Sora wrinkled his nose when he pulled away—not because of the kiss, of course, but Riku's taste in candy. "That's so bitter!" he said, quickly selecting another one to balance out the taste. "How can you eat those?"
"Cause I'm not a chocolate wuss," Riku said, leaning back on one of the many pillows with his hands tucked behind his head. "Where did those come from, anyway, Kairi?"
"Prince Stephen," Kairi answered. "He vowed to keep me supplied in chocolate 'til we left. After asking for my hand in marriage. I—don't look at me like that, Riku! Now swallow, breathe…right. Good.

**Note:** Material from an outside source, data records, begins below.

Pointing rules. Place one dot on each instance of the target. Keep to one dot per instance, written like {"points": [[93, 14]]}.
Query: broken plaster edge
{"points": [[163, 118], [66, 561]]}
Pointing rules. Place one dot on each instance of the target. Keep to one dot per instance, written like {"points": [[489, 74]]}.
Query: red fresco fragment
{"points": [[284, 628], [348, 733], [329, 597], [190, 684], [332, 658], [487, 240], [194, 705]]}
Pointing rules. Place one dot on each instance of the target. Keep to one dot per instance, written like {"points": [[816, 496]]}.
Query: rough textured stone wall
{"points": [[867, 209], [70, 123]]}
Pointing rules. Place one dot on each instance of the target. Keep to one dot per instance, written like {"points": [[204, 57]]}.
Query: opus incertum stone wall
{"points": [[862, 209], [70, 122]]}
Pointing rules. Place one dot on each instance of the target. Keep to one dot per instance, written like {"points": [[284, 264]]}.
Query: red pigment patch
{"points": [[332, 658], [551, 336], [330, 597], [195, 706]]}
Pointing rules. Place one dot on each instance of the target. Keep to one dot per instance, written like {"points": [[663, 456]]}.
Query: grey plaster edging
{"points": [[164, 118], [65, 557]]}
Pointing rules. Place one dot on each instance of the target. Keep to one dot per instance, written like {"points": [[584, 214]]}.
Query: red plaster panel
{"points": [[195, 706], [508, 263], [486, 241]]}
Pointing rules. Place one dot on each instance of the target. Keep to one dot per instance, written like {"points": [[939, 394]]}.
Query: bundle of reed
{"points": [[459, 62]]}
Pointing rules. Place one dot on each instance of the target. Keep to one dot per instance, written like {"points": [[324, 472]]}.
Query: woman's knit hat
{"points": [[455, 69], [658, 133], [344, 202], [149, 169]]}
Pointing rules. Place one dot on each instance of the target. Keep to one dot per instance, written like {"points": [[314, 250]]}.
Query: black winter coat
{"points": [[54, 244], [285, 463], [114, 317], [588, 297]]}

Of course I said no, are you kidding?"
Riku sat up and cleared his throat, since Kairi's offhanded comment had nearly forced the last of the chocolate down completely the wrong tube. "You're sure popular around here."
"She is pretty hot, Riku," Sora pointed out. "Hey Kairi, have I ever told you you're hot?"

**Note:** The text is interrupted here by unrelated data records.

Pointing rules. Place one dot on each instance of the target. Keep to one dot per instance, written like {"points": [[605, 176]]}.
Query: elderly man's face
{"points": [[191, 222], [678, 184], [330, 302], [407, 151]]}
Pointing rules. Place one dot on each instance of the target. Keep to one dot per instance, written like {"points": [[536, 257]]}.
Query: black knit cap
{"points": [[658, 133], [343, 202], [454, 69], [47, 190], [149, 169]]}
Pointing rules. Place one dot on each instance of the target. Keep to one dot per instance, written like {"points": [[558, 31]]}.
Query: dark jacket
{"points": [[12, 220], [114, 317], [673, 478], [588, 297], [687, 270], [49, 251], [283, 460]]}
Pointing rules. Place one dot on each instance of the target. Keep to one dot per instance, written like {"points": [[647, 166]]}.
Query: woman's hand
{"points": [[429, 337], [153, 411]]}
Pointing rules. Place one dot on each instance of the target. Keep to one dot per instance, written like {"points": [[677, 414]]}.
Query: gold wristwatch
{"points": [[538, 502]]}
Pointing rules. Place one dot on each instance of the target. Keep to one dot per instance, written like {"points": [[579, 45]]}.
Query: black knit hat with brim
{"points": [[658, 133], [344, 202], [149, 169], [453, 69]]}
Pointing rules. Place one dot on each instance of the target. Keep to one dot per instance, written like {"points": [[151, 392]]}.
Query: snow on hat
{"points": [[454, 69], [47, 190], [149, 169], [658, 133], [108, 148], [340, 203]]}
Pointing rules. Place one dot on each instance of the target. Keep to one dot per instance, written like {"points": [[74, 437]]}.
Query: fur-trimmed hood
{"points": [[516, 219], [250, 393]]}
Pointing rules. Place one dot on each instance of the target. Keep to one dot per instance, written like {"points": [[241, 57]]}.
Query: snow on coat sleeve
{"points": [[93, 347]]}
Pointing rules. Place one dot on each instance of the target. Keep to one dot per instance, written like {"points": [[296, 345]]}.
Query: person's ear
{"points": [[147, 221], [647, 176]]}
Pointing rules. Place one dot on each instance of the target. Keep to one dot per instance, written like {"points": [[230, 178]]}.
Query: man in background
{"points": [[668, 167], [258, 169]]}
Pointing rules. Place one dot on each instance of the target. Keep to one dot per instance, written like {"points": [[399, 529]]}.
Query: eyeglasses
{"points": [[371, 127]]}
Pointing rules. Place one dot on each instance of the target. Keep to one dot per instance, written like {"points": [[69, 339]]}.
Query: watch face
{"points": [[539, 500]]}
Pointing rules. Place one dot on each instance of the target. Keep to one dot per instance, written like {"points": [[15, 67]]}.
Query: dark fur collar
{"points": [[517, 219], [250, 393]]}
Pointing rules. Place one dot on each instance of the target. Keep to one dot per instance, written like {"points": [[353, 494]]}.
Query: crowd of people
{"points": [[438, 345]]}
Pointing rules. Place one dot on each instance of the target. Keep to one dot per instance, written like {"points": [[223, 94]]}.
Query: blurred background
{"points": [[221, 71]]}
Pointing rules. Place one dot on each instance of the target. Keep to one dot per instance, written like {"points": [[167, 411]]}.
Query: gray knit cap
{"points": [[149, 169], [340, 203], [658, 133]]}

Kairi paused to consider this, and grinned. "Not that I remember. And don't worry about Prince Stephen, really. I think he did it out of politeness more than anything else. Since I broke his curse, and he's a prince, and I'm a princess—the whole fairytale deal, you know—I think he felt sort of obligated. Worked for Belle, but come on. He seemed downright relieved when I turned him down."
"Lucky us," Riku said.
"We really are," Sora said. Somehow it came out in a more contemplative tone than he'd intended.
"Amazingly, staggeringly, impossibly lucky," Riku agreed. "In more ways than one."
"See? I told you saving the world was—" Sora began, but rest of his sentence was buried under a sudden faceful of down and silk pillowcase, courtesy of Riku.
Kairi tossed the pillow back in Riku's direction. "So…one down, a whole skyful left to go?" Kairi asked.
"Would you have it any other way?" Riku asked.